Die letzten Zeugen - Das Buc

CHANA KÄTHE RUBINSTEIN


 
 

CHANA KÄTHE
RUBINSTEIN

(früher Stux)
geb. 1925-02-02
lebt heute in Israel


Diese Geschichte wurde im Projekt "Botschafter" erstellt.

Julia Felberbauer hat als »Botschafterin der Erinnerung« im April 2008 Käthe Rubinstein in Israel besucht und ihre Lebensgeschichte dokumentiert. Im Mai 2008 war die Heilstättenschule Wien unter der Schulleiterin Ingrid Schierer Gastgeber für Käthe Rubinstein.

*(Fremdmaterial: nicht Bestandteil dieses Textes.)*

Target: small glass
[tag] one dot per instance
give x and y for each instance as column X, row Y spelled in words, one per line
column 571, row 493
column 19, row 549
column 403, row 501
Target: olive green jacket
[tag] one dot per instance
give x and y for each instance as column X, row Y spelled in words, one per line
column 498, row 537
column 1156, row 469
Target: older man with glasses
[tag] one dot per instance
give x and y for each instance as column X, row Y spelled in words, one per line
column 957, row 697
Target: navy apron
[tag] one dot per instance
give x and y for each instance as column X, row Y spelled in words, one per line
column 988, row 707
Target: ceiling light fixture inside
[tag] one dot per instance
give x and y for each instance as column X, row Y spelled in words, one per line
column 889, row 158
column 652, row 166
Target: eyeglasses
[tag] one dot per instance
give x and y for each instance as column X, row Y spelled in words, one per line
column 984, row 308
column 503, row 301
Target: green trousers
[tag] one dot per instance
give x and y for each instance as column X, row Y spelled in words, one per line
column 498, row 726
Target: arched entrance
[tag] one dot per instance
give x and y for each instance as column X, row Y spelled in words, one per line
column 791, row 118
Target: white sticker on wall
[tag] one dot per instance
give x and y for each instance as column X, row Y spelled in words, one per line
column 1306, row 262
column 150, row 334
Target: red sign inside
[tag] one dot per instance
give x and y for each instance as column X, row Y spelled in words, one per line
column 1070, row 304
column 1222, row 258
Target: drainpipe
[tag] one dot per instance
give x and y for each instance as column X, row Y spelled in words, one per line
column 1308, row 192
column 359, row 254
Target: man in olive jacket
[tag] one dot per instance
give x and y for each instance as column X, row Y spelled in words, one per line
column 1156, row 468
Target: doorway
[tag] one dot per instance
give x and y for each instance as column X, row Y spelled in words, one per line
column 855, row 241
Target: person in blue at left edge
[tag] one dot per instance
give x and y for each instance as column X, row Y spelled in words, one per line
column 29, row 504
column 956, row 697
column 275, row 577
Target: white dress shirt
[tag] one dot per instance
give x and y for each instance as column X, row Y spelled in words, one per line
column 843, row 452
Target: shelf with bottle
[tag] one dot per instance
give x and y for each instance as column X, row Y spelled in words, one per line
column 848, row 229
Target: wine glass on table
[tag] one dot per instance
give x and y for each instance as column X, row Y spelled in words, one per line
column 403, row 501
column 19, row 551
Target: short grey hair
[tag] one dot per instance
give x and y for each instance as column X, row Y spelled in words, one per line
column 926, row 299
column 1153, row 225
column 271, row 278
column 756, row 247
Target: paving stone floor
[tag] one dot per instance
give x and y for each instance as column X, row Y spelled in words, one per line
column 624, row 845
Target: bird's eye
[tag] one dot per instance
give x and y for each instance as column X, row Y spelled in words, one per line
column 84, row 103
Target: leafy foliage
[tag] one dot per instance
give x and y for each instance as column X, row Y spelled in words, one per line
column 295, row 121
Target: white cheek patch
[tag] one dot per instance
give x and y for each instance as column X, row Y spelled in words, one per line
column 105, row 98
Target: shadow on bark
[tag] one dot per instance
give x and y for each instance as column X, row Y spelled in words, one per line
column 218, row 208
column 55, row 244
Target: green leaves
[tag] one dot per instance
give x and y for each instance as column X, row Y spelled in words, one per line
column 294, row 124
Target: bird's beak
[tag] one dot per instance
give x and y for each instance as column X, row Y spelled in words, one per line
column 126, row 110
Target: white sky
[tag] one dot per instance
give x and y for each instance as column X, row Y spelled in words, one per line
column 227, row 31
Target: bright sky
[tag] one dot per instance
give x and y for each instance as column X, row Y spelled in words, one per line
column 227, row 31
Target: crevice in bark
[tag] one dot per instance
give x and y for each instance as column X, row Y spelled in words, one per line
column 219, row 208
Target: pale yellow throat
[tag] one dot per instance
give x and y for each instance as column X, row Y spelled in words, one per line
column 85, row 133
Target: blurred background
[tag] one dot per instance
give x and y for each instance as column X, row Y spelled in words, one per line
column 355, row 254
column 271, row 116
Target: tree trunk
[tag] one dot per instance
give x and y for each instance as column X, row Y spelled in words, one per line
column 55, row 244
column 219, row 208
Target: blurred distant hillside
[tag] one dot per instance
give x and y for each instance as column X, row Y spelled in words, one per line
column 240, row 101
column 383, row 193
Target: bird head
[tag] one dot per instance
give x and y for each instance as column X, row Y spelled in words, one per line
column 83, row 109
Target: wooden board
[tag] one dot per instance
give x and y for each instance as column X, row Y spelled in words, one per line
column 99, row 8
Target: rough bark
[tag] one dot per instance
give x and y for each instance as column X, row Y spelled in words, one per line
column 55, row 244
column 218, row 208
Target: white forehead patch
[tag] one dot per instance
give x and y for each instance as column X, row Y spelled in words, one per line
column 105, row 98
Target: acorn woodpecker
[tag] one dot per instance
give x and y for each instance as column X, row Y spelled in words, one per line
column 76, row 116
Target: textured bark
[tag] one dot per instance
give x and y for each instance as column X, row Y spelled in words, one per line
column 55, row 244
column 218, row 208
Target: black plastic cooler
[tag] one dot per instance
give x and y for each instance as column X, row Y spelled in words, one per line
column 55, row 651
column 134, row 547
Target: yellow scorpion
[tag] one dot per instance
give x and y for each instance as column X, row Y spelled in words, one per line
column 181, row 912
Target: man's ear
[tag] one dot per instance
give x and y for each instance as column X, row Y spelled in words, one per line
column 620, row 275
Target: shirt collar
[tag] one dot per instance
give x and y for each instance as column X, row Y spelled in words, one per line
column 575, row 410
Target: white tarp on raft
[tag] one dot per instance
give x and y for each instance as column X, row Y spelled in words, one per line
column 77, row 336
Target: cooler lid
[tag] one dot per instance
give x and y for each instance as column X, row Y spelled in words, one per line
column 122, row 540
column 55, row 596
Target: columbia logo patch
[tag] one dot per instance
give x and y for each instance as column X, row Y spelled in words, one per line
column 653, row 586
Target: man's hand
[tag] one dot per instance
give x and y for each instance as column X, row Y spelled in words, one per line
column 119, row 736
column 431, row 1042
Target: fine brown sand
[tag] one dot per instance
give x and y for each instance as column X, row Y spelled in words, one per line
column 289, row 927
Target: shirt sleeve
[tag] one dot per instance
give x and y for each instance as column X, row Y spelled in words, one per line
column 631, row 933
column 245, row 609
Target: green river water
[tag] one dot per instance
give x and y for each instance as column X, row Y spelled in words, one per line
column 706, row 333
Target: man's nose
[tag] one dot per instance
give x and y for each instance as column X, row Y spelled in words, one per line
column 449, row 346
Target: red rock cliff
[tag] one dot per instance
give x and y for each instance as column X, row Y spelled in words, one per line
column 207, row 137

Chana Käthe Rubinstein wird 1925 als Käthe Stux in Wien geboren. Beim Anschluss ist sie 13 Jahre alt, mit 18 Jahren wird sie ins KZ Theresienstadt deportiert, wo sie im Kinderheim mit ansehen muss, wie die Kinder in die Gaskammern von Auschwitz geschickt werden. Sie überlebt das KZ und kann nach Israel auswandern, wo sie mit ihrem Mann, der wie sie den Holocaust überlebt hat, ein neues Leben beginnt.

Die verlorenen Kinder von Theresienstadt

Chana Käthe Rubinstein war 18 und Krankenschwester, als sie ins KZ kam. Jetzt erzählte sie ihre Geschichte Kindern der Heilstättenschule.

Ich habe in Israel gemeinsam mit meiner Kollegin Agnes Vana die Holocaust-Überlebenden Chana Käthe Rubinstein und Benjamin Ben-Rechav besucht. Die beiden kennen sich schon seit Kinder- bzw. Jugendtagen, überlebten gemeinsam das Konzentrationslager Theresienstadt und gehören seit der Heirat ihrer Eltern auch zur selben Familie.

Frau Rubinstein, mit der ich vor meiner Reise nach Israel brieflichen und telefonischen Kontakt hatte, durfte ich als »Botschafterin der Erinnerung« in Tiberias am See Genezareth zum ersten Mal treffen.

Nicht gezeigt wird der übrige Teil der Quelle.